Umbrella: I started the PCT with a chrome dome umbrella and didn't use it much. I love the idea, but I use two trekking poles, and despite some cursory attempts I never found a hands-free solution that satisfied me. The other issue was just that sometimes when I most wanted a sun umbrella the wind made it difficult to use. Result was that I mailed it home. If you don't use two trekking poles your experience might be quite different.
Combined trip: seems ambitious to me, but do-able certainly. I started the AT this year in late February and I finished near the end of July, but I took in total about 3 weeks off along the way (over two weeks to deal with a bout of something giardia-like). If nothing forces you to quit or take a break and you're a strong hiker, mid-June should be possible. Far ahead of the norm --- even after three weeks off the trail I was still well ahead of the pack at the end --- but certainly possible.
30-degree bag: maybe someone like Tatu Joe can get by with that sort of bag when it's damned cold out, but not this boy. I suggest that this winter you look for a place you can do a field test of your gear where the overnight temps get down into the mid-teens or so. If you can contemplate doing that for several night, and have temps in the lower 20's quite a few more nights, then okay, with the additional caveat that you'll have to be more sensitive and ready to walk out of danger if really cold temps set in.
Certainly that's going to be an issue in the Sierras and SoCal on the PCT as well. For most of the trip, however, 30F bag is a great choice for both trails IMO.
Torsolight pad likely will hold up for both trips IF you put at least something under it. Consider a 1/8" Gossamer Gear thinlight pad. I've never had an inflatable leak on me, but I always have at least some minimal padding like this underneath, and I sort of automatically pick out and brush off needles or other particulates when I roll up that minimal padding each morning.
Again, however, field test your padding combo down to mid-teens before starting.

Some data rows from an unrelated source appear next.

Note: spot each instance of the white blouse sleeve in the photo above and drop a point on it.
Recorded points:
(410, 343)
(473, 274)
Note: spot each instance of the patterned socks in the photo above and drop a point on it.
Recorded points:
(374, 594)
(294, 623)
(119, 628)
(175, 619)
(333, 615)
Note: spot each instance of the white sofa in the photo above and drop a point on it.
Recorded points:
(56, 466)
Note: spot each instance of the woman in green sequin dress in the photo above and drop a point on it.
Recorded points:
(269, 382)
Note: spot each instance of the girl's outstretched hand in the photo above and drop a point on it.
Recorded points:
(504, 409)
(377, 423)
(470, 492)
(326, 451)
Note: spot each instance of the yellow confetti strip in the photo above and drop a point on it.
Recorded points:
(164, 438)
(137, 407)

Gatewood cape: I actually started the AT with a GC as well as a really light Oware bivy. For this year, at least, starting early going NOBO there were lots of blowdowns, and having not only my only raingear but also my only shelter at risk from going through those made me nervous, such that I ultimately switched to a rainjacket and tent. But perhaps in a more normal year (the south got hammered more than usual last year) it wouldn't be a problem.
In which case I think it's a great combo, as you'll almost always find shelter space if you start early and hike fast. I.e., a minimal tent option is a great choice then.
Would you add the SMD bug tent when appropriate? Or just a head net? Between the two trails you're bound to find some buggy times, perhaps not until the PCT however, given your schedule.
I used a montbell thermawrap vest and like it; on the AT I actually wore it while walking a few times, combined with a windshirt, normally too warm, but a nice layer to add sometimes, and bounce or mail home when it's warmer.
I combined that with an alpine light parka in a 20F bag on the AT, and that worked for me, along with down booties.
Backpack: remember that you need to be able to carry a bear can in the Sierras. And note also that if using a poncho that you might have an ice axe strapped to your pack.
Droid X phone: serendipitously, I just bought this same phone myself. Not sure what mapping software I'll put on it yet; it's actually backup, as I'm going for the CDT next year and will reluctantly carry a separate, standalone GPS. You definitely should not, however (!). Anyway, my conclusion too is that the Droid X is a nice choice, and it fits nicely in a snack-sized ziplock, and the touch screen works decently inside the ziplock. Voila, waterproof. Have to take it out to use as a camera, however ...
You're biting off a lot, but with the right prep, and if you're reasonably strong and fit when you start, it's certainly possible, and a heck of a journey. Best of luck!